I could feel Allan’s struggle to keep his focus on the foreskin (the precise subject of his book) while the specter of circumcision lurks behind every sentence. The foreskin is only interesting to us because of its disappearing act, so to speak. Thus trying to talk about something that is interesting for its lack of presence is hard to do without discussing the process that eliminates it from view. But I found myself persuaded by Allan’s argumentation and evidence presentation, even when I was resistant to his points (a resistance I will fully admit was due to my own pre- and misconceptions).

Allan’s stated goal is to write an archive of the foreskin, tracing the foreskin through many different media for different audiences to explore all the different ways people engage with the foreskin and why. What are the stakes and anxieties of the discussions of the foreskin, and how are those played out in AMAB individuals’ bodies? He examined parenting manuals, sex manuals, intactivist literature, and classical and contemporary art, among others, to facilitate this discussion. Even though he covers such a broad range of topics, Allan is always careful to explicitly state that his arguments should under no circumstances be taken as antisemitic, Islamaphobic, or otherwise disparaging of religious practices or even cultural practices.
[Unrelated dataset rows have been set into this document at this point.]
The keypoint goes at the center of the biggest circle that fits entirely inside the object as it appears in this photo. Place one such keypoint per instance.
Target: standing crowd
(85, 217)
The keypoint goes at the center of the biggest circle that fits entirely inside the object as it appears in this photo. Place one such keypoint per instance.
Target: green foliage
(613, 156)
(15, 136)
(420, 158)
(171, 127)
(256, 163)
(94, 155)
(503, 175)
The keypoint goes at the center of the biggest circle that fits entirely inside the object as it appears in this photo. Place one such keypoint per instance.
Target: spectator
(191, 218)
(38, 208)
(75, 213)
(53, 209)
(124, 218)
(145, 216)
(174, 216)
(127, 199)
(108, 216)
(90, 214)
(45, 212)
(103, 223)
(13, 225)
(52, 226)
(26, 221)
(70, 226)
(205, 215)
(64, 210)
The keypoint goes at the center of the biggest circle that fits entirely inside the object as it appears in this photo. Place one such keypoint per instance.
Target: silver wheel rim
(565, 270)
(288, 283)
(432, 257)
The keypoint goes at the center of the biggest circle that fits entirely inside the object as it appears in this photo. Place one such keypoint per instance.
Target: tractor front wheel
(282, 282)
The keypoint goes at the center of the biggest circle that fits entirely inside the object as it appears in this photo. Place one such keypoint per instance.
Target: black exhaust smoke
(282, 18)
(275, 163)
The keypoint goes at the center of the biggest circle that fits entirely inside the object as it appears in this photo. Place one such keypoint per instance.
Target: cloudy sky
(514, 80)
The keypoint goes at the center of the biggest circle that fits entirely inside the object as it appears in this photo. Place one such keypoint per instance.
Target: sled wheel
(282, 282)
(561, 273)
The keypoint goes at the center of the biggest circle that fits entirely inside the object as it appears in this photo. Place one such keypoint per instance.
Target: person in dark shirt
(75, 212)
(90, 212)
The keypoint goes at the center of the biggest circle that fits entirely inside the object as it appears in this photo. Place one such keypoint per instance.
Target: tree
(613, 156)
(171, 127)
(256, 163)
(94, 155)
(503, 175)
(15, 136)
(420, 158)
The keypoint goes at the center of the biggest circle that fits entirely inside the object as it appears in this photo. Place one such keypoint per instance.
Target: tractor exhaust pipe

He is not “taking a side” on the issue of circumcision; his goal is to present some of the main ways the foreskin has been discussed in North American contemporary media (he’s Canadian, but American cultural mores heavily influence Canada, so realistically he primarily analyzed works from the US).

I have never been very interested in men’s and masculinity studies (I have a degree in women’s studies, after all), but I do think the field is important to show how patriarchy and compulsory heterosexuality impact men in negative and potentially traumatic ways. The reach of feminism has been expanding to an anti-patriarchy movement, critiquing all of the ways that patriarchal systems and structures hurt everyone, including the white cismen the system privileges. This is not to make the argument men are suffering from their male privilege to a greater degree than women are suffering under patriarchal oppression but to note that the system as a whole is damaging to mental and physical health. The manosphere and men’s rights activist groups have really done a disservice to men in co-opting useful terms and hiding serious issues under misogynistic garbage to the point where actual problems men are facing in our current culture are difficult to discuss without sounding misogynistic at points. I found my hackles rising at some points in Allan’s book because of my previous experiences with people talking about some of the issues in his book; they are usually presented in the context of men trying to argument that the world actually operates on “female privilege” and men are the truly disadvantaged ones in our society.

I hope that men reading this book or men contemplating these issues and their relationship to their circumcision status can develop a level of empathy for women who have medical procedures denied them or forced upon them because of their gender or who have had their stories of trauma dismissed because of their gender. All things which were discussed in testimonies from men within this book. I hope that, ultimately, this book can be used to bring men and women together to understand the problem is the patriarchal hegemony we live under that forces us from birth to conform to certain standards for gender that are also impossible to perfectly attain.